As the plane climbed, the wind howled through the open cockpit. Yasuzawa, concentrating on keeping his distorted plane in the air, was conscious only of "a thick haze, dust and smoke and flames."

At two thousand feet he leveled out to do what Tibbets had done at a higher altitude — circle the city to estimate the damage. But where the Enola Gay had remained well clear of the cloud, Yasuzawa was now flying in and out of it, unaware of the risk to which he was subjecting himself and his passenger.

After about five minutes' reconnaissance, the intrepid pilot put the crippled plane on course for his air base, a hundred miles away.
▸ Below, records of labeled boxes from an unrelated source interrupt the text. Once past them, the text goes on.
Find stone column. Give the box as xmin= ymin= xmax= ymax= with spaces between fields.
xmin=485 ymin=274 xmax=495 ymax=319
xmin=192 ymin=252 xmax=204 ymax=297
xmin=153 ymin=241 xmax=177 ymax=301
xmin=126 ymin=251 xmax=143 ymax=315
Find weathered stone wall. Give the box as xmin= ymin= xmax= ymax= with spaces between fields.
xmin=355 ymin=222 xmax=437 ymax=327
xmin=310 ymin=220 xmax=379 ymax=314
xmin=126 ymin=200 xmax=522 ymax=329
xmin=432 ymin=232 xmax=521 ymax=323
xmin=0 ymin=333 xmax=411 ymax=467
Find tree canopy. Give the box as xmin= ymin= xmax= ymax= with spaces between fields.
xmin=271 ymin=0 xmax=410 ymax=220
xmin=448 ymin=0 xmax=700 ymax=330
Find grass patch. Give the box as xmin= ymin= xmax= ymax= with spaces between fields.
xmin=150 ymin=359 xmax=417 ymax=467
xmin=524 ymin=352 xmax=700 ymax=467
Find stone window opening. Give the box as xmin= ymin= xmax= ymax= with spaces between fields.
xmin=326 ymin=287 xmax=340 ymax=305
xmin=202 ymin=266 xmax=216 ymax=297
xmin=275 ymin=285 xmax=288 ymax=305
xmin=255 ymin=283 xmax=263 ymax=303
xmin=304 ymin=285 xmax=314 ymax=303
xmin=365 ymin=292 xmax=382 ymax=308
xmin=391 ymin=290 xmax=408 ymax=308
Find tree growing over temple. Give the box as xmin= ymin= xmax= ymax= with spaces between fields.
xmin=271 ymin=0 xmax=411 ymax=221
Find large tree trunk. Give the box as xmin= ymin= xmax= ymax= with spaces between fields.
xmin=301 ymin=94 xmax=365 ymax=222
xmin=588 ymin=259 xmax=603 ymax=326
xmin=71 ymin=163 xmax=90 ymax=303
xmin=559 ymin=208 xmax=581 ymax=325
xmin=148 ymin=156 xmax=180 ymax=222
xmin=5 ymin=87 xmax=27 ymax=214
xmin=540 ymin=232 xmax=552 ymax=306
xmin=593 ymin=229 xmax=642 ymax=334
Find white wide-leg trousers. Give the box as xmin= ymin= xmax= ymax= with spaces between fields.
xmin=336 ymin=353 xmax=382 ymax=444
There, after completing one of the most unusual flights in the history of aviation, he would exchange his extraordinary-looking aircraft for a transport plane and spend the rest of the day ferrying survivors out of Hiroshima.


ABOARD the Enola Gay, Nelson had already sent word that the mission was a success. Now Parsons handed him a second message that, when decoded, would tell General Farrell, waiting anxiously in the 509th's operations room on Tinian, the news he had been waiting hours to hear.

CLEAR CUT. SUCCESSFUL IN ALL RESPECTS. VISIBLE EFFECTS GREATER THAN ALAMOGORDO. CONDITIONS NORMAL IN AIRPLANE FOLLOWING DELIVERY. PROCEEDING TO BASE.

After a third and final circle around Hiroshima, Tibbets put the Enola Gay on course for Tinian. The Great Artiste and No. 91 formed up behind, and the three bombers headed down the "Hirohito Highway" for home.


CAPTAIN Mitsuo Fuchida, returning to Hiroshima in his navy fighter-bomber, wondered what force had created the strange cloud hovering over the city. He called the airport's control tower. There was no reply.

As he got closer, Fuchida saw that Hiroshima, the city he had left only the afternoon before,

"was simply not there anymore. Huge fires rose up in all quarters. But most of these fires seemed not to be consuming buildings; they were consuming debris."

Fuchida would have no conscious recollection of landing his plane on the runway — the same one from which Yasuzawa had made his epic takeoff. His next memory would be of walking toward the airport exit, immaculately dressed in his white uniform, shoes, and gloves, and coming face-to-face with "a procession of people who seemed to have come out of hell."

Horrified, Fuchida walked into Hiroshima. The dead and the dying clogged the gutters; floated in the rivers, blocked the streets. Near the city's center, whole areas had simply disappeared; only the Industry Promotion Hall was still standing, with its dome completely burned out. Utterly depressed and exhausted by what he saw, Fuchida wandered aimlessly through the wasteland.


THE Enola Gay was three hundred and sixty-three miles from Hiroshima when Caron reported that the mushroom cloud was no longer visible. Only then did Tibbets catnap, leaving Lewis to fly the plane.

At 2:20 p.m., Tinian time, Tibbets was awakened by General Farrell calling from North Field tower to offer his congratulations. Refreshed after a can of fruit juice, Tibbets took over flying the bomber. At 2:58 the Enola Gay touched down at North Field. She had been in the air for just over twelve hours.

Two hundred officers and men were crowded on the macadam to greet her. Thousands more lined the taxiways. They cheered when Tibbets led the crew down through the hatch behind the nose wheel. All were swamped by cameramen and well-wishers.

General Spaatz walked up to Tibbets and pinned the Distinguished Service Cross on the breast of his coveralls. An officer took Caron's camera. The film was processed and rushed to Washington for worldwide distribution. Another officer took Beser's recorder.

The debriefing was a relaxed, informal affair, helped along by generous shots of bourbon and free cigarettes. By the time it was over, a welcome party, prepared by Mess Officer Perry, was in full swing.

Somehow, it didn't seem to matter. All Paul Tibbets and the other men on the Enola Gay wanted to do was sleep.